Quicken Loans to close One Reverse Mortgage

Posted: 27 February 2020 4:38 pm

A conceptual image showing a reverse mortgage with a home sitting on a pile of money and a hand dropping coins slowly in a piggy bank.

The nation’s largest online mortgage lender has folded its bet on reverse mortgages.

Quicken Loans has announced that its reverse mortgage platform One Reverse Mortgage will be folded into its online mortgage platform Rocket Mortgage. Rocket Mortgage is the largest online provider of mortgages in the United States.

The move encompasses the transfer of all One Reverse Mortgage accounts and employees to Rocket Mortgage. One Reverse Mortgage will cease originating new reverse mortgages, with Rocket Mortgage taking full responsibility for the servicing of One Reverse Mortgage’s existing portfolio.

“As the nation’s largest lender, we are constantly evaluating our portfolio to make sure we are delivering the most sought after financial solutions to our clients at all times,” Quicken Loans said in a statement, per HousingWire.

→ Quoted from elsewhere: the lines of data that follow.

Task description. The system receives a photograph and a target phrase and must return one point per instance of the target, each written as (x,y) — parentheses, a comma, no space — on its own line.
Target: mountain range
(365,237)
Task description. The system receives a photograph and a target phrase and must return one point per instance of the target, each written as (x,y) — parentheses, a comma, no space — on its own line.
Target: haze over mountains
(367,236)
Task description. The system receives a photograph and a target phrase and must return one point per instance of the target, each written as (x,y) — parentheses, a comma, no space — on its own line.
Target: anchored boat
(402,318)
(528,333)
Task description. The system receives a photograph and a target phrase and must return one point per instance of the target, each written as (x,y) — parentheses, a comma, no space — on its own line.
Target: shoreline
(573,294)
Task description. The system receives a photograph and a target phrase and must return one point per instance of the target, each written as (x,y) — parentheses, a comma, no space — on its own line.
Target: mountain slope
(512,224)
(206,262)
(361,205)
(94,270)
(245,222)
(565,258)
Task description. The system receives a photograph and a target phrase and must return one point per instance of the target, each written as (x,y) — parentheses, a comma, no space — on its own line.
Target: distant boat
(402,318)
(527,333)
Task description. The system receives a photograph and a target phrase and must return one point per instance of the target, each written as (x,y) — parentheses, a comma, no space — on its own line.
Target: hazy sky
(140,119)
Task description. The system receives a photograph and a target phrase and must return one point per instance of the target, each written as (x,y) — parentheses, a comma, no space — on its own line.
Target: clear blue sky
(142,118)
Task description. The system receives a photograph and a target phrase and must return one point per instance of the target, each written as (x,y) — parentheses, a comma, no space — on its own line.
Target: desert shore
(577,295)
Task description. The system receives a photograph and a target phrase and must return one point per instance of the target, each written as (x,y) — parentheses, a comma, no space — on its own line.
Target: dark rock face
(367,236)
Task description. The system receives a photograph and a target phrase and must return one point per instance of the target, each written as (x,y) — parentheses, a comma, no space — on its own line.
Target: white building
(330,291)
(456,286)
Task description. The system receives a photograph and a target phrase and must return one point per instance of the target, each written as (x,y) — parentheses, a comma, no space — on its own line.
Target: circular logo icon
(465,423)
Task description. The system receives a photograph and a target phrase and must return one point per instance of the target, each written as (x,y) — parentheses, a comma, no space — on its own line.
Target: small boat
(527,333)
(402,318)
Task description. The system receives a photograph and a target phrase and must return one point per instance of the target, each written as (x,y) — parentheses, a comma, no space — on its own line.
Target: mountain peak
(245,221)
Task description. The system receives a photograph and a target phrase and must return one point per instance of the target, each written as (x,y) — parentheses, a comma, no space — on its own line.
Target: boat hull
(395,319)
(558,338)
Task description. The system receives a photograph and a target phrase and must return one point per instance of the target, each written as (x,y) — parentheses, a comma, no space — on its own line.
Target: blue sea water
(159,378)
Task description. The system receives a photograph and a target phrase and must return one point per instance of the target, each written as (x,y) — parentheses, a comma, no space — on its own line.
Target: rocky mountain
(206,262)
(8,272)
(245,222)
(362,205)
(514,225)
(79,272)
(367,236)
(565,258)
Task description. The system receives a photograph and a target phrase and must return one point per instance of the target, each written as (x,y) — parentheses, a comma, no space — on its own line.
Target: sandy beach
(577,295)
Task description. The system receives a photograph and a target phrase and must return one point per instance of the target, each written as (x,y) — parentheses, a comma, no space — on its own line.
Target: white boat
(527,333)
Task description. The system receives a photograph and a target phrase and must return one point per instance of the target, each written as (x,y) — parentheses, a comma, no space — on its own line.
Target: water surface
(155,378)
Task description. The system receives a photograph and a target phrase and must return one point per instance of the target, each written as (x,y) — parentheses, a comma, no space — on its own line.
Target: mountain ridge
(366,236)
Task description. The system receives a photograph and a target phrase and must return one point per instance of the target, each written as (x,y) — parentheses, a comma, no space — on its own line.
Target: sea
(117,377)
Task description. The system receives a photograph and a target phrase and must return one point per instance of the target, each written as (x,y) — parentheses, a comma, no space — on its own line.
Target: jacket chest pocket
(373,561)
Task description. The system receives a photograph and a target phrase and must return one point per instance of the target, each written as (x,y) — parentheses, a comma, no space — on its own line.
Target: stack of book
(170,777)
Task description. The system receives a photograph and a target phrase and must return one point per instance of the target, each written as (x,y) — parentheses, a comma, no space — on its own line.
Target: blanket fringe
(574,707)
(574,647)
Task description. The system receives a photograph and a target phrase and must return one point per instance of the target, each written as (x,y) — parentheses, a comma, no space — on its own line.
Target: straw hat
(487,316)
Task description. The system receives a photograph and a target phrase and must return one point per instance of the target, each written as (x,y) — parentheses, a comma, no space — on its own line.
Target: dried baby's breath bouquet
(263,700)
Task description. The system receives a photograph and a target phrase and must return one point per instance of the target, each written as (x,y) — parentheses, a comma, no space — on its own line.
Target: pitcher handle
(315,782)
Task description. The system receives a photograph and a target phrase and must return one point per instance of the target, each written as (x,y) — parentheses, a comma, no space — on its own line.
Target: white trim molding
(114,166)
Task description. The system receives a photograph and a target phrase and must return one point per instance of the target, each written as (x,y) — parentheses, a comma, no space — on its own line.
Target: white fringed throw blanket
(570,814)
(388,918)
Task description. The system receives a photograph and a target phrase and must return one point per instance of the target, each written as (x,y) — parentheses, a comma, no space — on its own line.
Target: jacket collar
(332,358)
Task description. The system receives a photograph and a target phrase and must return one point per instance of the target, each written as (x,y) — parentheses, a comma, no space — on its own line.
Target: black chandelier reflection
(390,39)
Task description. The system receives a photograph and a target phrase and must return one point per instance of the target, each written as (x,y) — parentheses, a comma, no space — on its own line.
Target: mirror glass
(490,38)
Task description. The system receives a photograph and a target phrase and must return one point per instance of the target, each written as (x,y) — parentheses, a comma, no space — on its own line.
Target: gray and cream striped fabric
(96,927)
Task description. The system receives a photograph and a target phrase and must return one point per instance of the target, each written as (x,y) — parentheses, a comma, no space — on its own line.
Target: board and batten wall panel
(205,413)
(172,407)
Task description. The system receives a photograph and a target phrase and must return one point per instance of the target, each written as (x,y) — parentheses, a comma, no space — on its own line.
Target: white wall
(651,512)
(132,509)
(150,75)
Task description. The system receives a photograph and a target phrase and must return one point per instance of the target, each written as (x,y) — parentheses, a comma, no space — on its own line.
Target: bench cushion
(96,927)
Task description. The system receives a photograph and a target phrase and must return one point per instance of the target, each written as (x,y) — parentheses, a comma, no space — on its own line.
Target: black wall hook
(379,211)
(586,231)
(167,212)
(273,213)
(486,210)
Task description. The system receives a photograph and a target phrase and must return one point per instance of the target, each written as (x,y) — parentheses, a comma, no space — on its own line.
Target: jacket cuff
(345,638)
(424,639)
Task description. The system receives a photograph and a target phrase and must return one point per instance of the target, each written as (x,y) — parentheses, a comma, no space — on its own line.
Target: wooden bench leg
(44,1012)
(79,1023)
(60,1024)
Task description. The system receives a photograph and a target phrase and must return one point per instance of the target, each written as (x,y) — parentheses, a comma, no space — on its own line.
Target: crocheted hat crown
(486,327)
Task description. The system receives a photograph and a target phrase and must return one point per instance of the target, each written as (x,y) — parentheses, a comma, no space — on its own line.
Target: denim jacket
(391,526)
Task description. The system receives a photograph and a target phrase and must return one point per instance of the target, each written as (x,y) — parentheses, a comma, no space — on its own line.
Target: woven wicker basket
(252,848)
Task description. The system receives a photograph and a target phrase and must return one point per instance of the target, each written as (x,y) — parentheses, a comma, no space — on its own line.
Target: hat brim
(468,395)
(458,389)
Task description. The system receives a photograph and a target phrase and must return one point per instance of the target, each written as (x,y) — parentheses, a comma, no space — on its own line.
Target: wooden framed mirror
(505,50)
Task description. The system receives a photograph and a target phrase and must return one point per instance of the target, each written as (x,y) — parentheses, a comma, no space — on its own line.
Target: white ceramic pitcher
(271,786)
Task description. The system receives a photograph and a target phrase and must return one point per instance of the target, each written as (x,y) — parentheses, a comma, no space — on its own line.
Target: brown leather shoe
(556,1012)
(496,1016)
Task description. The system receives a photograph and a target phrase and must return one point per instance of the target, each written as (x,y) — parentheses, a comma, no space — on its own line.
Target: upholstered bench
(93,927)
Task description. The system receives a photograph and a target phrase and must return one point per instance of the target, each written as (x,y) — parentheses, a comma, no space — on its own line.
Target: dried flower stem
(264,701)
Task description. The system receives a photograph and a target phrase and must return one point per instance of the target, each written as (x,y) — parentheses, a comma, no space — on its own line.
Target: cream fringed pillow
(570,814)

“As the Rocket Mortgage brand continues to grow, and we see demand shifting from the reverse mortgage market, we have made the decision to pause reverse mortgage originations and transition all current One Reverse Mortgage team members to positions with Rocket Mortgage. This move will allow us to leverage the skill and expertise of our ORM team members to quickly scale and meet the unprecedented demand Rocket Mortgage is experiencing as it grows its position as America’s largest mortgage lender.”

Reverse mortgages

Reverse mortgages, or home equity conversion mortgages, are personal loans that use personal homes as collateral. These types of mortgages differ from traditional mortgages in several important ways, most notably that they convert the homeowner’s equity into payments to the homeowner rather than converting payments from the homeowner into equity. Reverse mortgages usually have a growing principal in the form of a line of credit or an installment-based loan, like an annuity or term-based loan. This differs from traditional mortgages, which have a fixed principal paid in one lump sum. The payoff for the reverse mortgage, however, can never exceed the value of the home. If the payoff does become more than the home value, the loanee or the loanee’s estate is not responsible for the difference.

Second, repayment on a reverse mortgage is not due until the loanee moves or dies. Reverse mortgages are limited to loanees 62 years old or older. At that time, the loan is activated, with failure to pay off the loan resulting in the foreclosure of the collateral. If the house is sold, the proceeds of the sale go toward paying off the reverse mortgage, plus any associated fees. The loanee’s estate is typically given a chance to satisfy the loan in order to keep the house.

As HECMs typically carry a higher interest rate than traditional forward loans, the popularity of reverse mortgages has been dropping. This is buoyed by the record-low mortgage interest rates. If one has good credit and the means to make the monthly payments, it can be financially beneficial to avoid reverse mortgages.

This reality is not lost on the industry. In May, Live Well Financial also stopped the origination of new reverse mortgages. The company would shut down shortly after that, following improprieties from the company’s leadership.

In February, the Urban Institute found that reverse mortgages were one of the worst-performing home equity-extracting products. “At a time when seniors are sitting on a mountain of housing wealth and have anxiety about their finances, this should be a well-used program,” the researchers wrote. “Instead, despite rising senior population, participation [in the reverse mortgage market] decreased between 2011 and 2018, from 73,112 to 33,000 mortgages.”

The institute credits this to the complexity of the product, the optionality of many of its features and the fact that many seniors are unnerved by the idea of giving up their equity.